At the other end of the spectrum are the ‘progressives.’ They preach a less flighty, more pragmatic vision. Sure the global financial markets collapsed. Yes, there must be a rebalancing of the economy away from financial services – but don’t throw the baby out with the bathwater is the plea. Prosperity ultimately relies on creating the conditions for growth in a open and free global market. Diversity is our common strength and we should celebrate it. Phillip LeGrain, in response to Rutherford/Cruddas, argues against exclusive notions of identity and history:
“Since modern Britain is inescapably diverse, any definition of shared identity that fails to recognise this inevitably excludes some members of society and thus divides it.”
Included in this latter group is Tony Blair himself. It is ‘what works‘ Labour. Its values are liberal; its justification is pragmatism. It is unsentimental and starts with the economics. What fosters growth? That is what is right, what is socially good, and the political narrative will flow from that.
Strangely, this is not where New Labour started out. It is fashionable to characterise New Labour as an accommodation to the liberal global market with a balancing commitment to a redistributive state. This is where it ended up by its second term of office. However, there was an earlier version of New Labour and it was the version that secured the landslide victory in 1997.
Early New Labour was a combination of an acceptance of markets, belief in the virtue of the state to secure beneficial social outcomes, and a conservative message on community, nation, and family. Ultimately, it is impossible to reconcile conservatism and economic liberalism. Thatcher discovered this as instead of a rediscovery of the virtue of Grantham duty, a crass materialism swept the nation instead. And Labour discovered that global markets can desolate communities and turn patriotism – when whole towns are effectively abandoned or face convulsive change – into often violent strains of nationalism.
Economic waste and social despair foment a crisis of identity that can either tilt towards nostalgia or, at worst, become virulent and turn people against each other. Whenever the need of community for stability has come up against the free market, it is the latter that has won for almost half a century. The English Defence League are simply a striking aspect of this dispossession. Their current focus is Muslims but – and those ethnic minorities who ride with them should be aware of this – they will just as easily turn on other groups or some other grotesque adaptation of their line of thought will.
So New Labour always retained a degree of ‘conservatism’; it just tended to express itself in tough words on crime rather than as resistance to convulsive economic forces.
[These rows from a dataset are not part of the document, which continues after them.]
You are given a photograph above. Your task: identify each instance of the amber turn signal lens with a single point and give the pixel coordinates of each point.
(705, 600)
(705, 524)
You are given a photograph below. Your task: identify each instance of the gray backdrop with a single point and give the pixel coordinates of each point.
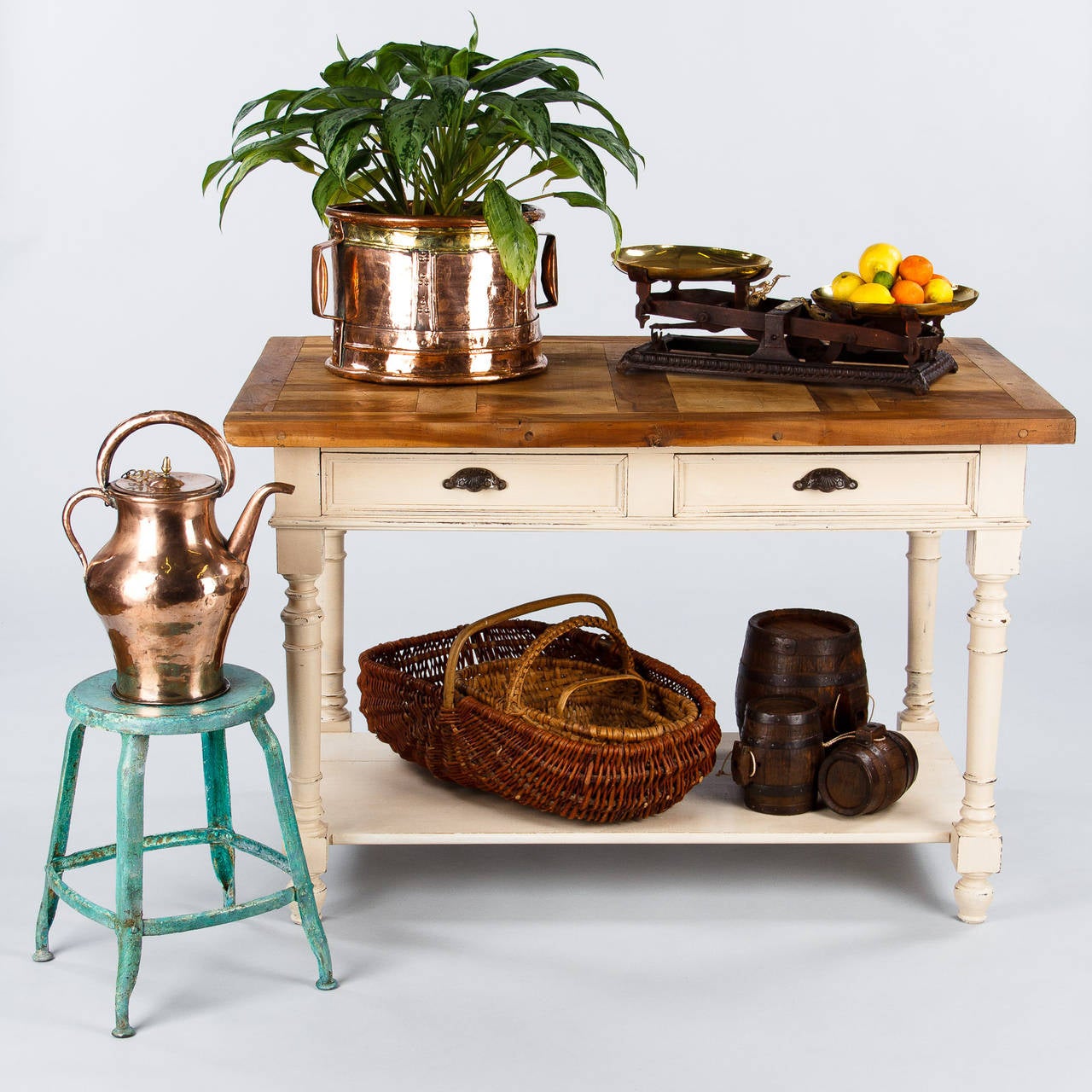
(800, 130)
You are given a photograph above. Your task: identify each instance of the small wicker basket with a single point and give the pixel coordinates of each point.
(591, 730)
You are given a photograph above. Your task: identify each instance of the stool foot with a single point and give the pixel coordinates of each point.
(293, 851)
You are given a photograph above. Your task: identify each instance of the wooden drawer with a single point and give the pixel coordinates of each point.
(886, 483)
(404, 484)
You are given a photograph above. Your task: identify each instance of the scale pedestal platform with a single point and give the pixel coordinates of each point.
(817, 341)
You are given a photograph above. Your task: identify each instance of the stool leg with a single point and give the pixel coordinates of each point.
(218, 808)
(129, 882)
(58, 843)
(293, 850)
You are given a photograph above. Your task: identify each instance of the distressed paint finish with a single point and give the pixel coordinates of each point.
(246, 702)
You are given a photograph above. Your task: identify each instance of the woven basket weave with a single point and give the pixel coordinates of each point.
(555, 717)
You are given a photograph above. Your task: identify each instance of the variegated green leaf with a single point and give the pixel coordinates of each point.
(213, 170)
(556, 166)
(406, 125)
(604, 139)
(581, 200)
(450, 92)
(584, 159)
(514, 238)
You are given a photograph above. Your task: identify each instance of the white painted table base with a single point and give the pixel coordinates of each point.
(348, 788)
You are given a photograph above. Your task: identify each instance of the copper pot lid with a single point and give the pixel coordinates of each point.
(165, 484)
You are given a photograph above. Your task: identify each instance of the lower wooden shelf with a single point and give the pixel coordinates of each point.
(371, 796)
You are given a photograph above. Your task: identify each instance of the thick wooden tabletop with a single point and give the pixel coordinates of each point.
(291, 400)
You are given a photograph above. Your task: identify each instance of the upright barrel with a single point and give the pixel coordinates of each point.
(778, 756)
(810, 653)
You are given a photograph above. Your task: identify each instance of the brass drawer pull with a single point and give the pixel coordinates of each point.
(826, 479)
(474, 479)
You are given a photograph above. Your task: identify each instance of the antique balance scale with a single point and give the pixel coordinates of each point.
(817, 340)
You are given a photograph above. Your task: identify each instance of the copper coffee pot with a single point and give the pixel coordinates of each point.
(167, 584)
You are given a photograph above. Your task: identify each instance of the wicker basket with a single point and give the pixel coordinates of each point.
(591, 730)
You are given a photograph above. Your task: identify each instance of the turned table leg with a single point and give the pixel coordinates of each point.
(993, 557)
(335, 714)
(923, 561)
(299, 561)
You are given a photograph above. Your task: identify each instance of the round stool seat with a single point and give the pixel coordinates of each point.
(93, 702)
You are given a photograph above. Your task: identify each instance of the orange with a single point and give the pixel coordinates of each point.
(908, 292)
(915, 268)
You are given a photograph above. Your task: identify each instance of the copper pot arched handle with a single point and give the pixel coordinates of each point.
(218, 444)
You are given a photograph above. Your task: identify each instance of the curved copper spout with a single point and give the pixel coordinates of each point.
(238, 545)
This is the error that progressive Labour makes. Regardless of the fact that the social energy is behind liberalism – as the winners from the global free market expand – there is a basic problem for Labour as it considers its renewal. If Labour re-adopts progressive liberalism then what is its point? It feels more of a natural fit with Orange Book liberalism and Cameron conservatism than with a Labour Party with some regard for its social origins and history. There is something crazy about offering a softer version of what the coalition is already offering. That is deeply disempowering for millions of voters and, unless the coalition implodes, would leave Labour as a marginalised and insipid alternative to the coalition.
Instead, it is more responsible to pose some of the original questions that were posed by New Labour. How can Labour build a coalition of a conservative tradition focused on community, family, and flag (we don’t do God), defend high quality public services and a modern welfare state, and make the right moves to foster opportunity and economic growth?
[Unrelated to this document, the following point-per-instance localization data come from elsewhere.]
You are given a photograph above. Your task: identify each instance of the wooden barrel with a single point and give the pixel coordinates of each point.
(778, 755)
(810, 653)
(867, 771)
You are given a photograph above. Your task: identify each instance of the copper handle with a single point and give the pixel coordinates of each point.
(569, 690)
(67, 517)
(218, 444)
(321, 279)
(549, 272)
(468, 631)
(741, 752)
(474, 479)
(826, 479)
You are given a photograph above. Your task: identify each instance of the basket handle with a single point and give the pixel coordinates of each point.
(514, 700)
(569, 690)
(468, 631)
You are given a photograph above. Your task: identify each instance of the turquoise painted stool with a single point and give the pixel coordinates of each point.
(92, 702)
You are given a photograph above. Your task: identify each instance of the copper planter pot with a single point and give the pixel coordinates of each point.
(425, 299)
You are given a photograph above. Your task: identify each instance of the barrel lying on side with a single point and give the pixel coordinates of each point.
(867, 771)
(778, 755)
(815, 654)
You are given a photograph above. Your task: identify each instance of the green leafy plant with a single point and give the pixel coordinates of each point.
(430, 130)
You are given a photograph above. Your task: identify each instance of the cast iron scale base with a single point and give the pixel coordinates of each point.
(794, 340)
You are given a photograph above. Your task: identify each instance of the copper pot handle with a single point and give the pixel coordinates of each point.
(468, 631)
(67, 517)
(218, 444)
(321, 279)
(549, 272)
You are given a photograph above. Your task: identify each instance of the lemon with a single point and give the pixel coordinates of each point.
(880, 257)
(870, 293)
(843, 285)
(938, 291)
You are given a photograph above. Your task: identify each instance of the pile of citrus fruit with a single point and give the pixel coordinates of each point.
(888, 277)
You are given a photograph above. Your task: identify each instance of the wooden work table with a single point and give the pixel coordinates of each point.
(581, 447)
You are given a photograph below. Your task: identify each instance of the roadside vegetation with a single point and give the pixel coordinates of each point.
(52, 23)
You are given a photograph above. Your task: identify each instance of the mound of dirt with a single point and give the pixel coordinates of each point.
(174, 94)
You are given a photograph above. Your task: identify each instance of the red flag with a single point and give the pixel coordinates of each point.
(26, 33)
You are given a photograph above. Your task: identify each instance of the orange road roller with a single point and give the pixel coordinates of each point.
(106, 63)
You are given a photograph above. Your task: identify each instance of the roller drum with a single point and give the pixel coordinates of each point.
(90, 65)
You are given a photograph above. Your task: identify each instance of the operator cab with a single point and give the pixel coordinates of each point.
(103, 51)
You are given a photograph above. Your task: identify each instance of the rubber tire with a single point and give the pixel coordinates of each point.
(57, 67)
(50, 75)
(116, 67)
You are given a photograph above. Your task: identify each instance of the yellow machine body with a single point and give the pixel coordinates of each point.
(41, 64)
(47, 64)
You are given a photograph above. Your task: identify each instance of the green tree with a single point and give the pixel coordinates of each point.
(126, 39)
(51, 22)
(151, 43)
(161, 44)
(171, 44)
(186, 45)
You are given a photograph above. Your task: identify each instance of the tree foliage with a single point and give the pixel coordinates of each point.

Many of the answers will be different to New Labour’s. The type of opportunity offered by the global free market is high risk with too many losers and too much inequality to be sustainable. Public services have to be more responsive to those who use them and more creative in how they achieve their ends. The welfare state should abhor rather than compensate waste of human potential.
But the basic components of a renewed Labour majority are to be found in the foundations of early New Labour. It is not triangulation. It is pluralism. It is about creating a party that can provide some meaningful answers to a diverse nation with complex needs. It is not a question of New Labour or blue Labour. It is about creating a party that is capable of coping with a plural nation of complex and divergent needs.
And yes, this will constitute a vision that reclaims Englishness – and Britishness – as something of value and meaning; a commitment to govern in the interests of all not simply for the benefit of the strong. That is the meaning of a left concerned with shared identity: ‘what matters’ not simply ‘what works.’